After a week grandpa went back up north, I had my catheter removed and finally felt ready to get back out in public. We went for a curry with nana and grandad and had a nice evening before I ended up in the after hours surgery after developing a rather nasty bladder infection (just in case we weren’t dealing with enough already). Next grandma came down to help and I finally received the news from the hospital I’d been waiting for. I took the call in the front room before skipping back through to the kitchen where grandma was. She said afterwards that moment was the first time she’d seen a glimmer of the daughter she remembered since before the diagnosis. All the nodes were clear. No more treatment was needed. That was it, it was all gone. I was better. If only it was that simple.
Physically I healed as you would imagine any otherwise healthy 31 year old would. By the middle of December I was walking around normally again. My injections had finished and life as it had been resumed. Except it didn’t, I vividly recall going Christmas shopping at Bluewater and walking around in a daze. I had no idea what I was doing there. I looked at clothes and makeup but as much as I tried to I just didn’t care about them. What if the cancer came back? What was the point of buying new clothes? What was I doing here? We didn’t stay long. I desperately wanted to enjoy being back, to enjoy all the Christmas preparations, but I couldn’t. I’ll be forever grateful I didn’t need any further treatment but the fact I hadn’t meant that with the physical scars hidden under my clothes I didn’t look like a cancer patient, to the world I looked ok and I wasn’t ok.

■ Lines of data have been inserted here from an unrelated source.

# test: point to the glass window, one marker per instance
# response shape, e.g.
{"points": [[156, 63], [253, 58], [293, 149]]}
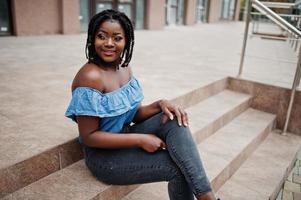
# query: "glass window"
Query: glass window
{"points": [[227, 9], [202, 11]]}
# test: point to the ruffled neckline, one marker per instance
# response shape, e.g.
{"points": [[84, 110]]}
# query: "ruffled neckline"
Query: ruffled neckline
{"points": [[108, 93]]}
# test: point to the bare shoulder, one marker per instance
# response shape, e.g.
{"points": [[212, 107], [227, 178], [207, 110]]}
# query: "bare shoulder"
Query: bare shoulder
{"points": [[89, 76]]}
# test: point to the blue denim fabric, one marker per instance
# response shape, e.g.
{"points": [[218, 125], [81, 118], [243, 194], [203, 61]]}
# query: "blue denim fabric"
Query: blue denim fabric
{"points": [[180, 164]]}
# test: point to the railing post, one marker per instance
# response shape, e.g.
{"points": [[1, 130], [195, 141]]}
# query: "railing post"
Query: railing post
{"points": [[248, 18]]}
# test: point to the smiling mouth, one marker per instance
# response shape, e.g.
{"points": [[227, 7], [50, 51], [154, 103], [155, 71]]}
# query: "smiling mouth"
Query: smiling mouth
{"points": [[109, 53]]}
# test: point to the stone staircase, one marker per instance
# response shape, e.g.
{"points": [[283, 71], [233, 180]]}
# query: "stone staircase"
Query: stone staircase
{"points": [[243, 156]]}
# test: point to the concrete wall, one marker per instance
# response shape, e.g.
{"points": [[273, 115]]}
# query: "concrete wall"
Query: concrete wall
{"points": [[190, 12], [155, 14], [214, 11], [70, 16], [36, 17]]}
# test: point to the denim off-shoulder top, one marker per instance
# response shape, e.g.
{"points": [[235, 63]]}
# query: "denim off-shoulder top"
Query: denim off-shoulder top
{"points": [[115, 108]]}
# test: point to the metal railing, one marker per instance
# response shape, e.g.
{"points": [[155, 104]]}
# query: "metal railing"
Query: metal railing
{"points": [[286, 26]]}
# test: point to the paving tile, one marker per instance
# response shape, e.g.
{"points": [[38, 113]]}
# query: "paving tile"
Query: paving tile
{"points": [[287, 195], [293, 187]]}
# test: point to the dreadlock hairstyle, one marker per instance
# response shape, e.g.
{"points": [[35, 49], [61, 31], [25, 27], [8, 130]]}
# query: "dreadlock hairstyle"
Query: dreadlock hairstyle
{"points": [[127, 26]]}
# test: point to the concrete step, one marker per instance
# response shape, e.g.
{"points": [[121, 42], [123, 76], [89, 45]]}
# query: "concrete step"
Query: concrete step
{"points": [[222, 153], [215, 112], [224, 106], [49, 148], [264, 172]]}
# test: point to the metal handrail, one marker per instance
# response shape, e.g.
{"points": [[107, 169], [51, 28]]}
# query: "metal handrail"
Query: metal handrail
{"points": [[288, 27], [275, 17], [278, 4]]}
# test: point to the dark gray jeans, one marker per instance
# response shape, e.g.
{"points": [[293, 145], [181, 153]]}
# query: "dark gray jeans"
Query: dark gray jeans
{"points": [[180, 164]]}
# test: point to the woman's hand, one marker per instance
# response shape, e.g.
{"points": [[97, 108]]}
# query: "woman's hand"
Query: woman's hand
{"points": [[150, 142], [169, 109]]}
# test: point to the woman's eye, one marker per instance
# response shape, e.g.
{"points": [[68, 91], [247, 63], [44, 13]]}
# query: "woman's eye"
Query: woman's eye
{"points": [[117, 39], [101, 36]]}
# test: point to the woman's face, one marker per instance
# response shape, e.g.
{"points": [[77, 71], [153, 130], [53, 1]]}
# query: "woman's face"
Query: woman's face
{"points": [[109, 41]]}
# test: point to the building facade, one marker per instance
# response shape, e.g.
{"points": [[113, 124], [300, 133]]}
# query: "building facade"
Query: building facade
{"points": [[36, 17]]}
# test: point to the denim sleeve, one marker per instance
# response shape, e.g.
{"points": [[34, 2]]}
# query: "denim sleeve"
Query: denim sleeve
{"points": [[91, 102]]}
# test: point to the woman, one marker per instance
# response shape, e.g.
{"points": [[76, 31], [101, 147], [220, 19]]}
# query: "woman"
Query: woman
{"points": [[106, 99]]}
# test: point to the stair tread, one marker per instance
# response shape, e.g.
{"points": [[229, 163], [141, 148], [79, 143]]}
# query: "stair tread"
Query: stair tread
{"points": [[274, 155], [212, 108], [217, 152]]}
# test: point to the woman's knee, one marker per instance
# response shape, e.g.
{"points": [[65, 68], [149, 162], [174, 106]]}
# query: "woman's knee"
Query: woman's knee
{"points": [[172, 127]]}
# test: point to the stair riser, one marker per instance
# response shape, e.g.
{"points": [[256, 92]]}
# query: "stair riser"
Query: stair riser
{"points": [[116, 192], [201, 94], [225, 174]]}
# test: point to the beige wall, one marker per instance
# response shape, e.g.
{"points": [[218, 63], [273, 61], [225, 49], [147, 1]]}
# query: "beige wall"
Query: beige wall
{"points": [[214, 10], [190, 12], [155, 14], [36, 17]]}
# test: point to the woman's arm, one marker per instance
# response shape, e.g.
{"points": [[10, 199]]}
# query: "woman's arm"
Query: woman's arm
{"points": [[168, 108], [88, 127]]}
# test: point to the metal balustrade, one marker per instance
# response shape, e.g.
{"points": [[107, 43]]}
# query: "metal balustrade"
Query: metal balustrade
{"points": [[293, 32]]}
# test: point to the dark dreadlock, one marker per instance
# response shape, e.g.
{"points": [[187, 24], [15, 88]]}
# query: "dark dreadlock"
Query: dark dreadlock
{"points": [[127, 26]]}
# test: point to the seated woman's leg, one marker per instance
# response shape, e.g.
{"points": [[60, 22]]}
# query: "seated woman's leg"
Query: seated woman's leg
{"points": [[182, 150], [136, 166]]}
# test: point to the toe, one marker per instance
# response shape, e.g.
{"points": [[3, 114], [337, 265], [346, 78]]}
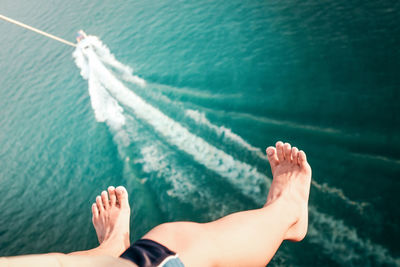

My mind was broken. For the next two years cancer was the first thing I thought about every morning when I woke up, how my life had changed overnight and a weight bore down on my shoulders that wasn’t there before. Every plan we made for the future I wondered whether I’d get there. Holidays, hen party’s, weddings. What I would give for the freedom that came with not having that constant fear of reoccurrence and what that might bring. Each time I hear about someone who has been touched by this terrible illness, every time there’s a pain or something about my body I haven’t noticed before it’s still there pervading my thoughts. Sometimes it lasts a fleeting moment and other times it’s kept me awake for hours.
The human mind is such a powerful entity, achieving the most brilliant things but also holding the ability to ruin lives. I didn’t fight cancer, I had it and the doctors removed it. The biggest fight I always had was with my mind, the fight to stop it from spiraling, day after day. Each time it went to places of darkness to pull it back toward the light. To heal a mind is not an exact science, each one may require something different. To heal mine, I talked, and then kept on talking. To your dad, to grandma, to grandpa, aunty Sophie and many other friends and family all who helped to fix it slowly. I’m still getting there, I don’t know whether those anxieties will ever go away but my life is now definitely bigger than they are.
Seeing your child in pain either physically or emotionally is the worst thing a parent can endure but the universe seems to have a habit of throwing us these curve balls from time to time and we have no idea when they are coming. What I do know is that the best way to face anything will always be together with the support of those who love you. Know that we’ll always be there for you, to talk, to listen, to kiss those knuckles, stroke your head and hold you tight when you need it. Navigating this life can be amazing but it can also be bloody hard and a lot of the time we have no idea what is going on behind the smiles in other peoples lives. We need to do all we can to support each other, even when we might look ok, we must hold out a helping hand if we can and above all, be kind, to others and always to ourselves.